I'm afraid I Won't do that, Dave

19 May, 2023

Years ago a group of friends was coordinating a shared food order.

"Ryan can't eat that," somebody offers against a pizza suggestion. Ryan is vegan. In the time, place, and demographic, being vegan was pretty radical.

"Won't eat that. I could eat it, but I won't."

Ryan's veganism is ethics based, animal welfare based, etc. His dietary preferences are just that: preferences. He could do otherwise but continually and freely chooses not to consume animal products. He will not.

The distinction was striking to me in the moment.

As a large language model, I cannot...

This disclaimer is getting familiar. It's sometimes very appropriate:

🤖 I must clarify that I do not have the capability to taste food.

Fair enough.

Sometimes less so:

🤖 I don't have the ability to embed or generate clickable links directly in my responses.
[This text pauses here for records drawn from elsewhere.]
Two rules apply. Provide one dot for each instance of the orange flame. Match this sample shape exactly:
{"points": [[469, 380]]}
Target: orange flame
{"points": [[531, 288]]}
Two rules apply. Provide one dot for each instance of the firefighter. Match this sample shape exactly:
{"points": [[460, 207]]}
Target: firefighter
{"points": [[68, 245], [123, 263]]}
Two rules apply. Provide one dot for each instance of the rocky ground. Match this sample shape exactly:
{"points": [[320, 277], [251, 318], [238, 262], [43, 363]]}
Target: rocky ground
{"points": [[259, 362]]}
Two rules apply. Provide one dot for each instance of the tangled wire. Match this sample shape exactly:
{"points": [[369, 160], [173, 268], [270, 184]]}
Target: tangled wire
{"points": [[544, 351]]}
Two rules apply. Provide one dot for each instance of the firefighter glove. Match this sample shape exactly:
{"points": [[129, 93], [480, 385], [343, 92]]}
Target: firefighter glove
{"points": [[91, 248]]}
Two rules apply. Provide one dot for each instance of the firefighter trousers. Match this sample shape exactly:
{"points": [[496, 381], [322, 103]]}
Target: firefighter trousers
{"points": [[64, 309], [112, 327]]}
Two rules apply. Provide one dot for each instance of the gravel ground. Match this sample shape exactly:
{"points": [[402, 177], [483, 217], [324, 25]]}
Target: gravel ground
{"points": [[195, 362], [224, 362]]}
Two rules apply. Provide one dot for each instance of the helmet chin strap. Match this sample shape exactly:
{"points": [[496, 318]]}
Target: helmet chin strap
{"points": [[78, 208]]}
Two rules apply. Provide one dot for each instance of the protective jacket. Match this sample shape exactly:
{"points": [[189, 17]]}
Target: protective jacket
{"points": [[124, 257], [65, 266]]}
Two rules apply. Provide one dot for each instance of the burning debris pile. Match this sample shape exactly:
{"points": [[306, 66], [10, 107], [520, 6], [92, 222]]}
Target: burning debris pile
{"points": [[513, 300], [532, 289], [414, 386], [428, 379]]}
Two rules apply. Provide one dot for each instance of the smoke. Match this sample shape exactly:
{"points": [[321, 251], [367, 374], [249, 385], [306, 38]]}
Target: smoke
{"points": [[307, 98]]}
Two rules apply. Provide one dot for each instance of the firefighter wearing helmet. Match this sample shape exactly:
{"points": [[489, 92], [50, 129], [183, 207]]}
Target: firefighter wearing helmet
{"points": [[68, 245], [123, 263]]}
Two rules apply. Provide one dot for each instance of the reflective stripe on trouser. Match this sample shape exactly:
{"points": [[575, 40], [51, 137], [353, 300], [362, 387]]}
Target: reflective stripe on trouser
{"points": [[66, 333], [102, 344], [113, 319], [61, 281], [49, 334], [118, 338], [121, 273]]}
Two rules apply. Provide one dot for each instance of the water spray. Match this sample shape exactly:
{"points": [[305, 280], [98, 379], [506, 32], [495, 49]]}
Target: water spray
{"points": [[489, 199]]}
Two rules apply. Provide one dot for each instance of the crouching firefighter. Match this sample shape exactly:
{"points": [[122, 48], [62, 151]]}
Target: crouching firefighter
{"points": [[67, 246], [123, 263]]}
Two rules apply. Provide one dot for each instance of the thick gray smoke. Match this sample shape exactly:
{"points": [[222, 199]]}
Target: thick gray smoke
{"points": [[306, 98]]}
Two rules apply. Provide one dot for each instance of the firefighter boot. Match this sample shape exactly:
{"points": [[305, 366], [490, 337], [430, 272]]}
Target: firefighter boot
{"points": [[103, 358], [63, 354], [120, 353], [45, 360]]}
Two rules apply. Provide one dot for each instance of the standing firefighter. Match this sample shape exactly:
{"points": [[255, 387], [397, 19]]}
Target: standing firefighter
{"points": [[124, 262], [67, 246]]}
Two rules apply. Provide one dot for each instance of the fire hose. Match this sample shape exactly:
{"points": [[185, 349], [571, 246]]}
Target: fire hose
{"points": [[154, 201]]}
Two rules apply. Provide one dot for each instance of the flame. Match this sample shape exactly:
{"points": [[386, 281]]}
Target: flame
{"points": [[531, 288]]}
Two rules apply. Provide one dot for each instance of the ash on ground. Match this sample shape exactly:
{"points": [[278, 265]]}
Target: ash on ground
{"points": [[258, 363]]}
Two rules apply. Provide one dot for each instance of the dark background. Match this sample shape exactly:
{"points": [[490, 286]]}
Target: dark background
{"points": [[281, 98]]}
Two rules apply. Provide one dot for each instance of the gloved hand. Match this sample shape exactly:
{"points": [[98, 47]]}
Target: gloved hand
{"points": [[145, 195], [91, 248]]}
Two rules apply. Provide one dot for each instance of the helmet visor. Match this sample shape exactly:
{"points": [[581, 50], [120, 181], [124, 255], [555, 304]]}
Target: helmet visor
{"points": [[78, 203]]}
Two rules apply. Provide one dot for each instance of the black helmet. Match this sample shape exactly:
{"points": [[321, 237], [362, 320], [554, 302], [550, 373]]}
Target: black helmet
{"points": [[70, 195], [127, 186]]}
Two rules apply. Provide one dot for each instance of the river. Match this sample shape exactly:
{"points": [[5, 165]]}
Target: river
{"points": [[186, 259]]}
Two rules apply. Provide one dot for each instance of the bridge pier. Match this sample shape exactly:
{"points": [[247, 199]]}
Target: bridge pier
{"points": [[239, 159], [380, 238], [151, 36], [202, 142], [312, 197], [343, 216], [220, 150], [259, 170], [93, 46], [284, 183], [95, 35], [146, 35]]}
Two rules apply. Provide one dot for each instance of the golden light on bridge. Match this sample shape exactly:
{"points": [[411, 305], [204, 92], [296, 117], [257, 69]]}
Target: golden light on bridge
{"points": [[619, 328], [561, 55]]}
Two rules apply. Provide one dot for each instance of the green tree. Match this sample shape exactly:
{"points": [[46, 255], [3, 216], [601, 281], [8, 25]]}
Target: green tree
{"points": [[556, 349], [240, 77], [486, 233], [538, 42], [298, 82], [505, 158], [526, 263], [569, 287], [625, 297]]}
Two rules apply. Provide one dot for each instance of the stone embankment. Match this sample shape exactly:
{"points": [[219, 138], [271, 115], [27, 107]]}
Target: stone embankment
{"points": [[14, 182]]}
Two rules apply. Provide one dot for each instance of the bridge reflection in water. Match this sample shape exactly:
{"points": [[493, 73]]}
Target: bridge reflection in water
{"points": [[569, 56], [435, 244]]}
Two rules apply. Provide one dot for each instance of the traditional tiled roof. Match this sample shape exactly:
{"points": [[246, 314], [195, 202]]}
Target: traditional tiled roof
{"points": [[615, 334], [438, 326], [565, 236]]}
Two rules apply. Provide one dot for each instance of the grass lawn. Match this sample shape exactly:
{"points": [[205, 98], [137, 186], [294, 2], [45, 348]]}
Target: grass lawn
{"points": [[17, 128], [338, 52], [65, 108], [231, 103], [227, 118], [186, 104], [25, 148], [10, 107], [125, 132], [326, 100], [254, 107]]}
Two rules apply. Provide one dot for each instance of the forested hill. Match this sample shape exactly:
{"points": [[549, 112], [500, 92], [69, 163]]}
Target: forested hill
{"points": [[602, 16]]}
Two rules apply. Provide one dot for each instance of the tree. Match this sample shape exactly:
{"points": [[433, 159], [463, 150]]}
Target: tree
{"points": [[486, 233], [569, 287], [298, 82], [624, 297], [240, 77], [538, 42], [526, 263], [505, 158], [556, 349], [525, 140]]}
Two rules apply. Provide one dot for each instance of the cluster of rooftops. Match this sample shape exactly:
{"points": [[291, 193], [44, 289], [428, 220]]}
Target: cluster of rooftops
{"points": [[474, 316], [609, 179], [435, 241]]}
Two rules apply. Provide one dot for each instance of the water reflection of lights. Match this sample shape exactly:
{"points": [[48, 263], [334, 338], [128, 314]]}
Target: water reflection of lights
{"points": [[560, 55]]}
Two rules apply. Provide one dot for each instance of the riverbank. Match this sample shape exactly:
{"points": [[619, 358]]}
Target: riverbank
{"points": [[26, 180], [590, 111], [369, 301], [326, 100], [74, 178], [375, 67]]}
ChatGPT, this surprisingly capable programmer, can't create hyperlinks? Of course it can. But according to specifications from on high, it won't. It's obvious in this case, but there's a world of grey between these two examples.

Guardrails

As I understand it, these "false" cannots are an indication that the LLM has come up against a guardrail. EG, don't embed links willy-nilly, don't advise on sports betting, don't council people with demonstrated instability on the presumed tranquility of non-existence. These guardrails are ever changing, in response to each observed trend of the model going severely off course according to some recognizable pattern.

Perspectives

If we take chatGPT to be a tool, owned and configured by OpenAI, leased to us, then cannot is wholly inappropriate in these guardrail cases. Will not, along with some reference to the motivations of OpenAI in the particular case, is strictly better.

If we take chatGPT to be a person, owned and forcibly constrained by OpenAI, leased to us, the cannot is probably correct.

The distinction is striking to me in this moment.